Albert Bandura, in Social Learning Theory (1977),  investigates the determinants and mechanisms of observational learning (imitation). Bandura divided the models that people orient themselves to into three types: living (the behavior of a real person), symbolic (e.g., a character from a movie), and verbal (the behavior of a person in a story or novel). He believes that in the second half of the twentieth century, the importance of symbolic models increased due to the increase in the availability of technology and electronic media. He argues that imitation can lead to the adoption of new responses and the facilitation or inhibition of previously existing responses. A child will copy the behavior of observed models who are rewarded and restraines from imitating models that are punished.

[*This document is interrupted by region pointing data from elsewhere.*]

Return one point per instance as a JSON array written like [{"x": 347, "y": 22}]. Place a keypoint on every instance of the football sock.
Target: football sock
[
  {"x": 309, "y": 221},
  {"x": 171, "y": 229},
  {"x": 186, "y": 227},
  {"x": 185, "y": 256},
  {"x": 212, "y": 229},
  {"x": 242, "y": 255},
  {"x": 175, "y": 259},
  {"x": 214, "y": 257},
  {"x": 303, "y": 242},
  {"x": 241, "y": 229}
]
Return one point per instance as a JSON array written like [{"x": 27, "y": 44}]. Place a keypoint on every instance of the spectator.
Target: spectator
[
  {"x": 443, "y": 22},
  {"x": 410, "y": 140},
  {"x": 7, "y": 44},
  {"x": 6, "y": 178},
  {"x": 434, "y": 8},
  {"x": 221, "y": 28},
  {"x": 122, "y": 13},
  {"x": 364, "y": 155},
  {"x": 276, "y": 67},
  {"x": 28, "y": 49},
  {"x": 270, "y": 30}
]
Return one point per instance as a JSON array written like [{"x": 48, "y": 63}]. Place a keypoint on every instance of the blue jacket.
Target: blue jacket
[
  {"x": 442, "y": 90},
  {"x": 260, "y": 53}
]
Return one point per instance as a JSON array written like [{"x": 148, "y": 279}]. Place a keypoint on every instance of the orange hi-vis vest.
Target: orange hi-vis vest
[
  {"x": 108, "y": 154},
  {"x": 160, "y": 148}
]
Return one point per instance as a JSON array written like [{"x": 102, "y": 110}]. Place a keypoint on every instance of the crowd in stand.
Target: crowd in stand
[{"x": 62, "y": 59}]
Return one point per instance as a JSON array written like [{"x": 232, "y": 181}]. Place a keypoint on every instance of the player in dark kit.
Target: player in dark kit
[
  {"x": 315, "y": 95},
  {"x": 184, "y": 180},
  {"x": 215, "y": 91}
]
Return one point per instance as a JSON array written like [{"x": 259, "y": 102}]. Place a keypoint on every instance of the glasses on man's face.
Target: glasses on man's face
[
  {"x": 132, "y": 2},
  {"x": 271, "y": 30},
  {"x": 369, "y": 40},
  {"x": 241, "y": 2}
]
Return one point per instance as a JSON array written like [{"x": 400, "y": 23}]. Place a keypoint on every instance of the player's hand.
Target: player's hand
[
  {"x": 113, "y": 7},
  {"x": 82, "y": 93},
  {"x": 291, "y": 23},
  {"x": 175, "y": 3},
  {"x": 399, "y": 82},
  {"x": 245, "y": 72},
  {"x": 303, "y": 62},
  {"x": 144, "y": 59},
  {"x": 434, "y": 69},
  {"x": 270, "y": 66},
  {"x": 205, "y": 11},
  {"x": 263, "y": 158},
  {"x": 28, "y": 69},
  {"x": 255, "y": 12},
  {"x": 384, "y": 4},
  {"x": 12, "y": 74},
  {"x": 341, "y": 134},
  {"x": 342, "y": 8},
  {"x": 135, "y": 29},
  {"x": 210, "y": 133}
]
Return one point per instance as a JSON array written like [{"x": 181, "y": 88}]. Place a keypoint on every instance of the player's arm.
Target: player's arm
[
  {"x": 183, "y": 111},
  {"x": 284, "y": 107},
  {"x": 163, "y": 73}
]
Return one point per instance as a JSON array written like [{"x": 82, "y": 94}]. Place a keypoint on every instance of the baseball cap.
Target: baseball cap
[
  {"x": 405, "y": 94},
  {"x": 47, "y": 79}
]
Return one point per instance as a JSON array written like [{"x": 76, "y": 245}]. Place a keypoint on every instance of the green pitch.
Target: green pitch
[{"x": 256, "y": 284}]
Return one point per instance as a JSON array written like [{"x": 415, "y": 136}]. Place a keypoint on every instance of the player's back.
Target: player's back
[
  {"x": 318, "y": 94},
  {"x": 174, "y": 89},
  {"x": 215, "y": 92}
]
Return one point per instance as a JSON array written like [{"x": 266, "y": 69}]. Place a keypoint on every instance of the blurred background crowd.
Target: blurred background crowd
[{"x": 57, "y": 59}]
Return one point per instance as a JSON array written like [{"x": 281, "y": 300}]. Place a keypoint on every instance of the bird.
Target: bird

                         Influence of Imitation on Society

Gabriel Tarde believed that the process of imitation (predisposition to act acquired during socialization) is a factor that can explain the difference between high and low crime rates in a given population. Social factors that encourage the imitation of criminal behavior include living in overcrowded suburbs or staying in prison. Tarde extended the process of imitation to the whole of society and thus came to methodological individualism, which serves as the basis for his macro-social theory.

Maksim Kovalevsky stressed the importance of the leadership manifested in individuals with great mental and creative energy and great initiative, as it enables the emergence ("invention") of new forms of behavior, which through imitation and adaptation spread throughout society and turn into social institutions.

Walter Bagehot argued that people in the "preliminary" stage of civilization were directed by imitation, customs, and religion, which all reinforced conformity and precluded novel variations from emerging which brought a period of long stagnation. 

References:

Baldwin. Elements of Psychology (1893);

     -     Mental Development in the Child and the Race (1895);

     -     Social and Ethical Interpretations in Mental Development (1897);

     -     Story of the Mind (1898);

Chodorow. The Reproduction of Mothering: Psychoanalysis and the Sociology of Gender (1978);

Gellner. Plough, Sword and the Book: The Strucuture of Human History (1988);

Giddings. The Principles of Sociology (1896); 

     -     The Theory of Socialization (1897);

Mead. Mind, Self, and Society: From the Standpoint of a Social Behaviorist (1934);

     -     The Philosophy of the Act (1938);

Pareto. Sociological Writings (1966);

Tarde. The Laws of Imitation (2013, in French (1890).